Clinical use: Angina, acute coronary syndrome, pulm edema.
Toxicity: Reflex tachycardia (treat with Beta blockers), hypotension, flushing, headache. Monday disease is due to loss of tolerance over the weekend such that these toxic symptoms occur on Monday with tachycardia, dizziness, and headache on re-exposure.
What does HMG-CoA reductase do and what are the drugs/uses/toxicity?
Lovastatin, pravastatin, simvastatin, atorvastatin, rosuvastatin.
Inhibit conversion of HMG-CoA to mevalonate, a cholesterol precursor.
Decreases LDL the most with slight decrease in TGs and slight increase in HDL.
Toxicity: Hepatotoxicity (increased LFTs), rhabdomyolysis (esp when used with fibrates and niacin).
What does Niacin do/uses/toxicity?
Vitamin B3. It inhibits lipolysis in adipose tissues and reduces hepatic VLDL synthesis.
Decreases LDL and increases HDL and slightly decreases TG.
Toxicity: Red, flushed face, which is decreased by aspirin or long-term use. Hyperglycemia (aconthosis nigricans). Hyperuricemia (exacerbates gout).

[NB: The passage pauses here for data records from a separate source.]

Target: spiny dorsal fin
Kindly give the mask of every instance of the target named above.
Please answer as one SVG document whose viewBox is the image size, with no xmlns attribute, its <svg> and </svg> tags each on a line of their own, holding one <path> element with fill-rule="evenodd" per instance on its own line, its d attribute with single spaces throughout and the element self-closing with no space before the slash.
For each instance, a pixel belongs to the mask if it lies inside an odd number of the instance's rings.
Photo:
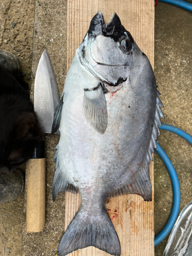
<svg viewBox="0 0 192 256">
<path fill-rule="evenodd" d="M 103 134 L 108 125 L 108 112 L 101 84 L 84 89 L 83 108 L 87 121 L 100 134 Z"/>
</svg>

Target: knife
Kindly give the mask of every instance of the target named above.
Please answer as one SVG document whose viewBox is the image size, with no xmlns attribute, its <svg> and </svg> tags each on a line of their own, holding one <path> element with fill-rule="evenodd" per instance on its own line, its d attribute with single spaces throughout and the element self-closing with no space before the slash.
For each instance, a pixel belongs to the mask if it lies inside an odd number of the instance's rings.
<svg viewBox="0 0 192 256">
<path fill-rule="evenodd" d="M 54 113 L 59 99 L 57 82 L 46 49 L 40 58 L 34 85 L 34 108 L 45 133 L 51 133 Z M 26 231 L 40 232 L 45 227 L 46 158 L 45 143 L 35 148 L 27 164 Z"/>
</svg>

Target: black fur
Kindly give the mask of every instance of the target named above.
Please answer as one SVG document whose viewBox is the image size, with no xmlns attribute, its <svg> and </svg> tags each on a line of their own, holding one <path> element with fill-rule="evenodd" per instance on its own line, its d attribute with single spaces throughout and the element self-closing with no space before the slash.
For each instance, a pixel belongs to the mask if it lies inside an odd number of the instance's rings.
<svg viewBox="0 0 192 256">
<path fill-rule="evenodd" d="M 26 162 L 44 140 L 29 92 L 22 86 L 0 66 L 0 169 L 5 172 Z"/>
</svg>

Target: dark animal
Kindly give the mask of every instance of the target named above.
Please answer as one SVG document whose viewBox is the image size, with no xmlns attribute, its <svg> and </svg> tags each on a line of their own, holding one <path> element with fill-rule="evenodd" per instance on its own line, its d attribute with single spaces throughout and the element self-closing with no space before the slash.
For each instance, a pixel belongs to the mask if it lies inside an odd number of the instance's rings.
<svg viewBox="0 0 192 256">
<path fill-rule="evenodd" d="M 12 170 L 26 162 L 44 140 L 25 88 L 0 66 L 0 172 Z"/>
</svg>

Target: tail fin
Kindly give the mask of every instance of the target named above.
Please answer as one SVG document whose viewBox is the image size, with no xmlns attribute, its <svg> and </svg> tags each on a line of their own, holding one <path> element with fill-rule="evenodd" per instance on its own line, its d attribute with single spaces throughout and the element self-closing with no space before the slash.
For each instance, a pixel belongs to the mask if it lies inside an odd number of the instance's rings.
<svg viewBox="0 0 192 256">
<path fill-rule="evenodd" d="M 86 217 L 80 211 L 67 228 L 58 248 L 58 255 L 65 256 L 78 249 L 95 246 L 111 255 L 120 256 L 121 248 L 114 227 L 105 209 L 102 215 Z"/>
</svg>

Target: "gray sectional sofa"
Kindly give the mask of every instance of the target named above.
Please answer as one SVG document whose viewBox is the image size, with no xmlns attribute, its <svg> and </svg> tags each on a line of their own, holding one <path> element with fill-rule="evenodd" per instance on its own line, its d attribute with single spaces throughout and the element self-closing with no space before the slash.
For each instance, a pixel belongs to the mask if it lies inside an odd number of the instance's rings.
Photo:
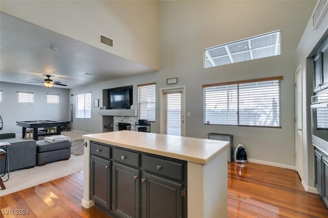
<svg viewBox="0 0 328 218">
<path fill-rule="evenodd" d="M 31 168 L 36 163 L 36 142 L 33 140 L 22 140 L 16 138 L 14 133 L 0 134 L 0 142 L 8 142 L 8 155 L 9 170 Z M 0 146 L 0 148 L 4 147 Z M 0 161 L 0 173 L 5 171 L 5 159 Z"/>
<path fill-rule="evenodd" d="M 51 143 L 45 140 L 23 140 L 16 138 L 14 133 L 0 134 L 0 142 L 8 142 L 9 171 L 34 167 L 47 163 L 71 157 L 72 143 L 66 141 Z M 4 149 L 3 146 L 0 148 Z M 0 161 L 0 173 L 5 171 L 5 158 Z"/>
</svg>

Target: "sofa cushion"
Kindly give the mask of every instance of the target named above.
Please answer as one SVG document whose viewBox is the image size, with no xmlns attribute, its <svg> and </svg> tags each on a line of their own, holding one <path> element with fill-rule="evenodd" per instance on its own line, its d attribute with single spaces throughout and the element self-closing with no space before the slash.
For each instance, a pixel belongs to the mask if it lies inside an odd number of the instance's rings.
<svg viewBox="0 0 328 218">
<path fill-rule="evenodd" d="M 45 140 L 36 142 L 36 152 L 47 152 L 60 149 L 69 148 L 72 146 L 72 142 L 69 141 L 64 141 L 54 143 L 48 142 Z"/>
<path fill-rule="evenodd" d="M 3 146 L 0 146 L 3 149 Z M 36 145 L 33 140 L 12 142 L 7 146 L 9 170 L 15 170 L 35 166 Z M 5 159 L 0 161 L 0 172 L 5 171 Z"/>
<path fill-rule="evenodd" d="M 0 139 L 0 142 L 19 142 L 20 141 L 23 141 L 20 139 L 17 139 L 16 138 L 10 138 L 9 139 Z"/>
</svg>

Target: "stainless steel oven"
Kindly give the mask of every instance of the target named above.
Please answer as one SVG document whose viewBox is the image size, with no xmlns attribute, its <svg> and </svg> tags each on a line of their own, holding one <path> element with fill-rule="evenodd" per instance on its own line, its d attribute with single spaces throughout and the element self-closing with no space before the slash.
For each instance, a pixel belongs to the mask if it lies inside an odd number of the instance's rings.
<svg viewBox="0 0 328 218">
<path fill-rule="evenodd" d="M 328 92 L 311 98 L 312 144 L 328 152 Z"/>
</svg>

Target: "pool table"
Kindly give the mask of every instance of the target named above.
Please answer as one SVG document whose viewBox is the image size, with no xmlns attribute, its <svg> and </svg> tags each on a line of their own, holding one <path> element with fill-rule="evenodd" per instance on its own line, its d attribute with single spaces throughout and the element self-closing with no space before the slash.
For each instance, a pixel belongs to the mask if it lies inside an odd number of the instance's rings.
<svg viewBox="0 0 328 218">
<path fill-rule="evenodd" d="M 22 137 L 24 137 L 25 134 L 26 128 L 33 129 L 33 139 L 37 141 L 39 136 L 50 136 L 51 135 L 60 135 L 60 128 L 65 126 L 69 123 L 67 121 L 54 121 L 51 120 L 39 120 L 32 121 L 16 121 L 17 126 L 22 127 Z M 46 133 L 43 130 L 39 130 L 39 128 L 56 127 L 56 133 Z"/>
</svg>

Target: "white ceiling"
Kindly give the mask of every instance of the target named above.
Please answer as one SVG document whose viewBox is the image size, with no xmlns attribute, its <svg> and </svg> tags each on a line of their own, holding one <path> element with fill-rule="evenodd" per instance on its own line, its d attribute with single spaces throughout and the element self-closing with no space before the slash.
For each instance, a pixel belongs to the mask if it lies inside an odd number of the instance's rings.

What do bile acid resins do/uses/toxicity?
Cholestyramine, colestipol, colesevelam
Decreased LDL and slightly increased HDL/TGs.
Prevent intestinal reabsorption of bile acids; liver must use cholesterol to make more (thus increasing LDL receptors and taking LDL into the liver from the blood).
Toxicity: Patients hate it - tastes bad, causes GI discomfort, decreased absorption of fat soluble vitamins.
What do cholesterol absorption blockers do/uses/toxicity?
Ezetimibe
Decreased LDL and no effect on HDL/TGs.
Prevent cholesterol absorption at small intestine brush border.
Rare increased LFTs, diarrhea.
What do fibrates do/uses/toxicity?
Gemifibrozil, clofibrate, bezafibrate, fenofibrate
Bigg decrease in TGs and decrease in TGs and increase in HDL.
Upregulate LPL -> increased TG clearance.
Activates PPAR-alpha to induce HDL synthesis.
Toxicity: Myositis (increased risk with concurrent statins), hepatotoxicity (increased LFTs), cholesterol gall stones (suppresses cholesterol 7alpha-hydroxylase, especially with concurrent bile acid resins).
What do cardiac glycosides do, uses, toxicity?
Digoxin (75% bioavailabiity, 20-40% protein bound). Long half life at 40 hrs by urine.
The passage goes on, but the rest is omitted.